Officiellement, aucune action recommandée

Selon LastPass, il n’y a pas d’actions recommandées à ce stade, si ce n’est faire preuve de prudence face aux attaques par phishing et si votre mot de passe maitre est trop faible et/ou utilisé plusieurs fois.

LastPass rappelle quelques règles de bon sens : la société « ne vous appellera jamais, ne vous enverra jamais d’e-mail ou de SMS pour vous demander de cliquer sur un lien pour vérifier vos informations personnelles. Sauf lorsque vous vous connectez à votre coffre-fort à partir d’un client LastPass, la société ne vous demandera jamais votre mot de passe principal ».

L’éditeur recommande également que les mots de passe maîtres fassent au moins 12 caractères de long avec des différents caractères. Ils sont également protégés, entre autres, par 100 100 itérations de Password-Based Key Derivation Function (PBKDF2).

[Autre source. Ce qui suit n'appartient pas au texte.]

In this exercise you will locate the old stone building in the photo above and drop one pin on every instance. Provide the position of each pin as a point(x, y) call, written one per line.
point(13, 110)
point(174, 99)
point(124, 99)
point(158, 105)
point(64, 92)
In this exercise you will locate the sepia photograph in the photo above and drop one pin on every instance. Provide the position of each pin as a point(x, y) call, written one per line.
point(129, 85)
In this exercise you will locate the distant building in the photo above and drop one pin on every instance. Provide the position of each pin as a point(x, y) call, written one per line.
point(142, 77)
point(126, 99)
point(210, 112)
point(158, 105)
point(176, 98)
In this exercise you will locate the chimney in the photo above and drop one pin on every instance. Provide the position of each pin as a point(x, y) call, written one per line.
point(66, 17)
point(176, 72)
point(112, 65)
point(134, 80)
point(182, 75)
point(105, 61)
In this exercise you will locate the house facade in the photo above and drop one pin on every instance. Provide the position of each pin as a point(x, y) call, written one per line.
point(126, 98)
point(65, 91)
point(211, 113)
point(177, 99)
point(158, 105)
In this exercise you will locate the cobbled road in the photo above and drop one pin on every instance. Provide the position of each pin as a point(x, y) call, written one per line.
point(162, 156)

Nombre que les utilisateurs peuvent d’ailleurs augmenter dans les options du compte. Ce ne serait d’ailleurs pas un mal, car le NIST américain recommande 310 000 itérations pour le SHA256 qu’utilise LastPass (120 000 pour SHA512).

LastPass affirme qu’il faudrait – avec un mot de passe maitre respectant les recommandations – des millions d’années pour récupérer le mot de passe maître avec les outils communément utilisés, l’entreprise dit réaliser régulièrement des tests contre ses propres infrastructures. Si vous ne l’avez pas encore activé, nous vous recommandons aussi d’activer l’authentification à deux facteurs. Vous pouvez aussi utiliser une connexion sans mot de passe, avec LastPass Authenticator, de la biométrie ou une clé de sécurité.

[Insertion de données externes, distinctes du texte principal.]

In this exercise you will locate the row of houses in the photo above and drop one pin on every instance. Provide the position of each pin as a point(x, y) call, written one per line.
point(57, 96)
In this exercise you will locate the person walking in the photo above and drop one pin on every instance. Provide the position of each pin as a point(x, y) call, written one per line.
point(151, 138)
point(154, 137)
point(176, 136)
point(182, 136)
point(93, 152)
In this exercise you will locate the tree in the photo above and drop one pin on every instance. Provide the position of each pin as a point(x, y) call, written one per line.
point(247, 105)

L’entreprise dit avoir procédé à de nombreux travaux depuis août. L’environnement de développement qui avait été attaqué – en piégeant l’un des développeurs de LastPass pour rappel – a été « entièrement décommissionné » et rebâti depuis zéro. Les mécanismes d’authentification, processus et machines de développement ont été remplacés et leur sécurité renforcée. Cela n’a pour autant pas empêché une nouvelle attaque fin novembre. 

L’analyse est toujours en cours

Concernant les derniers développements, LastPass indique qu’une « analyse exhaustive » est faite pour tous les comptes présentant une activité inhabituelle. Cette analyse étant en cours, cela explique sans doute pourquoi on ne connait pas encore le nombre de personnes concernées. Un peu moins de 3 % des clients professionnels ont en tout cas déjà été contactés pour agir sur la configuration de leur compte, quand elle est jugée trop légère.

LastPass souligne encore une fois que toutes les autorités compétentes ont été averties et que d’autres informations seront publiées par la suite. Les éventuelles personnes concernées seront contactées s’il y a des actions à entreprendre.

Il n’en reste pas moins que la situation est compliqué pour LastPass, surtout pour son image de marque. Le vol des coffres-forts de ses clients avec les mots de passes chiffrés est un vrai coup dur. La société joue sur la transparence pour rassurer ses clients, mais le manque de précisions sur certains points et les incidents à répétitions ne sont pas rassurants.